Le secrétaire général du NEC est un permanent politique qui ne participe pas aux décisions du NEC, même s’il a la responsabilité partagée de l’ordre du jour. A noter que les membres du NEC élus le sont de manière déconnectée des congrès.
Le président du Labour, chair of the party, est élu pour un an par le NEC en son sein. Il en préside les réunions ainsi que les congrès annuels. Le leader ne peut pas être chair du parti.
Les congrès ont deux rôles majeurs : ils décident des orientations politiques et décident des modifications aux statuts du parti. Ils sont totalement déconnectés des questions de pouvoir même s’ils entérinent l’élection du leader et du deputy leader.

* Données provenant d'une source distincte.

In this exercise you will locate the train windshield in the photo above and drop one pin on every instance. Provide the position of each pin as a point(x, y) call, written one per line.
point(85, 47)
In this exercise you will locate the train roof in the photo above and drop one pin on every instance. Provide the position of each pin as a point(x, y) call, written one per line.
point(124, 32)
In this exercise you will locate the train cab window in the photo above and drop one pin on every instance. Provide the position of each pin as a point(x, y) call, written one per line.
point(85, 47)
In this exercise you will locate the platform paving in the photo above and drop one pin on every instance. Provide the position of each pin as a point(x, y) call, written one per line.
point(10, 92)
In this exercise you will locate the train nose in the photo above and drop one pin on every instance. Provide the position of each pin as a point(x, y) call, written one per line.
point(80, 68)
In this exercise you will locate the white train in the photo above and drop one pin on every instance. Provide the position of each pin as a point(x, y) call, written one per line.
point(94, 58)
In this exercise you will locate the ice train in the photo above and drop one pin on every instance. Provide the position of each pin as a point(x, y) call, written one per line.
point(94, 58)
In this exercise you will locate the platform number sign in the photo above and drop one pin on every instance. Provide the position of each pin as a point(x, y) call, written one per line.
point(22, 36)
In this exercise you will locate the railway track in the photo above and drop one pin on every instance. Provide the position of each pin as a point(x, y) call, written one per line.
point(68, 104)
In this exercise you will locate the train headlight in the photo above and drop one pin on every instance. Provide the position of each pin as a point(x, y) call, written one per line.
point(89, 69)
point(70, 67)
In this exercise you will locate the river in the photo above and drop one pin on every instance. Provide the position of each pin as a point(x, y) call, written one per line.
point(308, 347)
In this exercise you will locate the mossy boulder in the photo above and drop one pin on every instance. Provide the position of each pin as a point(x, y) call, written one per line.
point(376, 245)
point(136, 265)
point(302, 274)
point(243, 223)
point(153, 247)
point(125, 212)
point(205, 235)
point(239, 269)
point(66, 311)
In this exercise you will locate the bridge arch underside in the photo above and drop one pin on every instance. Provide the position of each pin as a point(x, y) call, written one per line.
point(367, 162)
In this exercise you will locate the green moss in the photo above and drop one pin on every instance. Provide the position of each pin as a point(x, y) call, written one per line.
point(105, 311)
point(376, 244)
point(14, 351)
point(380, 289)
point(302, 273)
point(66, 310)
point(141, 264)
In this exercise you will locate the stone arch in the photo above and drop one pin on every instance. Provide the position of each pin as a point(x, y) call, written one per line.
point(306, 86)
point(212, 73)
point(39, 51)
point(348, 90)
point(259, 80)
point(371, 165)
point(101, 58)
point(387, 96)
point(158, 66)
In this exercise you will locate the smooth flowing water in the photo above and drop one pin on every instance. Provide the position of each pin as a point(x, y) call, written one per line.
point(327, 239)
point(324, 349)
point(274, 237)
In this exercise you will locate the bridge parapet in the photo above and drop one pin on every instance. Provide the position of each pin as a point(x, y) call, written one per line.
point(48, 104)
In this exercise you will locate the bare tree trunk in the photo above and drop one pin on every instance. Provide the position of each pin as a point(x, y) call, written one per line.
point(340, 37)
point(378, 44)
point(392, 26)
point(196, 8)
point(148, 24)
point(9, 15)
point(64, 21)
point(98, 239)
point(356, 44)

Le système de Westminster, qui fait du leader d’un parti le Premier ministre ou le Chef de l’opposition, concentre beaucoup des pouvoirs aux mains du leader, aujourd’hui Jeremy Corbyn. Théoriquement, il décide l’orientation politique, puisqu’il est élu sur une base politique. Il propose et impulse les modifications statutaires et dispose d’un rôle non négligeable dans les propositions d’ordre du jour des congrès et dans la rédaction du manifesto, le programme électoral du parti. Le fait que le leader travailliste soit désormais élu au suffrage universel des adhérents lui confère un mandat et, donc, un rôle prééminent dans ces deux domaines.
Depuis la réforme des statuts menée par Ed Miliband en 2011, le leader est élu par les membres de trois collèges électoraux :
- Les adhérents directs ;
- Les supporters enregistrés (que l’on peut rapprocher des électeurs de la primaire de gauche en France, dans l’esprit) ;
- Les membres des syndicats affiliés qui décident de participer au vote.
Auparavant, les candidats au leadership son désignés au sein du PLP : pour pouvoir concourir, ils doivent obtenir chacun le parrainage de 15% des membres du parlement.
Ce processus vaut aussi pour le deputy leader, le leader adjoint. Ce dernier est, très souvent, d’une sensibilité politique différente de celle du leader.
Une quête d’équilibre
Au-delà de la lettre, dans la société de droit oral qu’est la Grande-Bretagne, c’est l’esprit qui importe. Le fond de la pratique travailliste, mise en lumière par le fait que le deputy leader ne soit pas de la même sensibilité que le leader, c’est qu’un homme ou une faction ne puissent pas détenir tous les pouvoirs.
- Les trois composantes du parti : PLP, CLPs et syndicats s’équilibrent ;
- Le PLP fait contre-pouvoir au leader, dont ce dernier est pourtant issu ;
- Le financement par les syndicats minore le poids du PLP qui est prépondérant dans l’élaboration du programme électoral, le manifesto, mais aussi parce que nous sommes dans un système parlementaire.
En ce sens, le Parti travailliste est un produit de l’histoire politique britannique, marquée par la recherche d’un équilibre entre pouvoir d’un homme (le souverain, puis le premier ministre dans les faits) et le parlement.